Ein bisschen blau sind wir dann zum guten Schluss noch mit rauf auf die Straße und sind die letzten Blocks mitgegangen… um dann (was viel kuhler war) auf der 5. Avenue zwischen feststeckenden Autos und verzweifelten Polizisten einen eigenen Marsch zu veranstalten. Martini rausgeholt, über 20 Blocks Richtung Washington Square Park. Dieser Platz hat wohl irgendwas Anziehendes an sich.

Samstag, Nov 7, Brooklyn …da merkt man, dass die Leute da so ziemlich nur wohnen, sagte Lisa. Und trotzdem gab’s Himmel und Menschen. Unter anderem ne schwarze Braut in nem weißen Kleid + Hochzeitsgefolge. Im Kunstmuseum gab es dann für umme noch ne Musikveranstaltung mit hippen neuen Indie-Bands.

Sonntag dann bisschen planlos in Midtown herum geirrt, denn mein vorgesehener Plan ging nur teilweise auf. Ich glaube, ich eigne mich nicht so als Tourführer…^^ Naja, der Tagesabschluss war dafür für mein Verständnis perfekt. Am Seil hängend in einer Gondel flogen wir über die erleuchtete Stadt im Abendhimmel nach Roosevelt Island, eine Mini-Insel direkt auf der östlichen Seite Manhattans, die früher Irren und Kranken, heute mehr oder weniger normalen New Yorkern ein Zuhause gibt. Innerhalb von einer halben Stunde hat man das Teil einmal umrundet und begegnet vielleicht drei Autos. Ein paar Angler standen an der Promenade, an der Lisa und ich uns niederließen, um das Getümmel und den Lärm nur noch aus der Ferne wahrzunehmen und vorrangig die Lichter und den friedlichen Teil der Stadt zu betrachten. Ein Novembertag um die 20°C ging vorbei.

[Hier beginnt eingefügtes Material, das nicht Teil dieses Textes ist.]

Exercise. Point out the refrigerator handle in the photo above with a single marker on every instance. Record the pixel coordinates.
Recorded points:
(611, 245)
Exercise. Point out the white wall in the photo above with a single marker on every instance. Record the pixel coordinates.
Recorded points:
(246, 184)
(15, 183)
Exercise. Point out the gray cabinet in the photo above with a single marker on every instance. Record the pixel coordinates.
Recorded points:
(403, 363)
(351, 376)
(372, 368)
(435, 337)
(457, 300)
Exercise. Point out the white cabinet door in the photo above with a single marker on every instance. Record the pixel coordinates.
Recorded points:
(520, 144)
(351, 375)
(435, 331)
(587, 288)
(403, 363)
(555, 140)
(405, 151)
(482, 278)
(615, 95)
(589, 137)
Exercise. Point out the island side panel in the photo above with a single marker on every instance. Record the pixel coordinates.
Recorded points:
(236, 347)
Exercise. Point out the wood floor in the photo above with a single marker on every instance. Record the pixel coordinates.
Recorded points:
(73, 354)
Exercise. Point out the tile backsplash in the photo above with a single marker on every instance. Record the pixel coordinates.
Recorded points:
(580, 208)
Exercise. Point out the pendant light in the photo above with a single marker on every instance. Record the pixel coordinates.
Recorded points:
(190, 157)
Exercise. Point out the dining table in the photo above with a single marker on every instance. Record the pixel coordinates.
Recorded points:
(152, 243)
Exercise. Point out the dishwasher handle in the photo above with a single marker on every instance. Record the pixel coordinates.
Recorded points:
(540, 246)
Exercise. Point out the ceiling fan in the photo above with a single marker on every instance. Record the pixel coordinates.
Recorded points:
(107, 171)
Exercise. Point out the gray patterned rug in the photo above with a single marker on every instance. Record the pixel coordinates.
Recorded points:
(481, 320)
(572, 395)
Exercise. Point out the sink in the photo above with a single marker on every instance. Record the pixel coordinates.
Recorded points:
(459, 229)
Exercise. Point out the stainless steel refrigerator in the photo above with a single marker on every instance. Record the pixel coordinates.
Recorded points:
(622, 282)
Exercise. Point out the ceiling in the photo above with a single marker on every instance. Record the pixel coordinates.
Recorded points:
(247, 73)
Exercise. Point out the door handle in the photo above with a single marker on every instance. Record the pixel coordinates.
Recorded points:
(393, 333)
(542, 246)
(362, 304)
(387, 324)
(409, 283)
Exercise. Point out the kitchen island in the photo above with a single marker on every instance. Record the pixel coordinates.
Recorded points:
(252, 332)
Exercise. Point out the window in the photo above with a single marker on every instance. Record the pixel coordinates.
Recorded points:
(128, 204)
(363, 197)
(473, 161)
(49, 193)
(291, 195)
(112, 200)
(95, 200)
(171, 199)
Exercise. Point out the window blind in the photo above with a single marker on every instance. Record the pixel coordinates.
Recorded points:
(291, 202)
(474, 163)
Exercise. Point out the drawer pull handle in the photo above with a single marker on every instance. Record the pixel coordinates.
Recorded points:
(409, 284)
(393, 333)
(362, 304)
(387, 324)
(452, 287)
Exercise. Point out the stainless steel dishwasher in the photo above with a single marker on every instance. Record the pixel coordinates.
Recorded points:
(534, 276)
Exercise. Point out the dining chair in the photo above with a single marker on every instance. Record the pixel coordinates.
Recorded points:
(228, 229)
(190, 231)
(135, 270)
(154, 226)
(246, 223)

Aber der nächste, Montag, hielt erst den eigentlichen Knaller bereit. Handy klingelt, Anja, „Hey Caro, willst mit zum Spiel der Knicks im Madison Square Garden? …wir nehmen die Bahn kurz nach 6!“ So düsten Anja und ich also als Zelebrierung des Wochenbeginns mit dem Zug in die City, wurschtelten uns anschließend durch den Subwaydschungel, hindurch zwischen vielen gestressten eiligen Feierabend New Yorkern und kamen letztendlich auf ziemlich bonzigen Plätzen in der Arena zum Sitzen. Wider Erwarten hielt das Spiel im letzten Viertel tatsächlich Spannung bereit, was neben den Bespaßungsmethoden der Amis fürs Publikum während der Pausen echt Laune gemacht hat, aber letztendlich haben die Knicks ihre Serie von verlorenen Spielen fortgesetzt. Scheißegal: NBA für umme – wer wird sich da beklagen?! Ich nicht.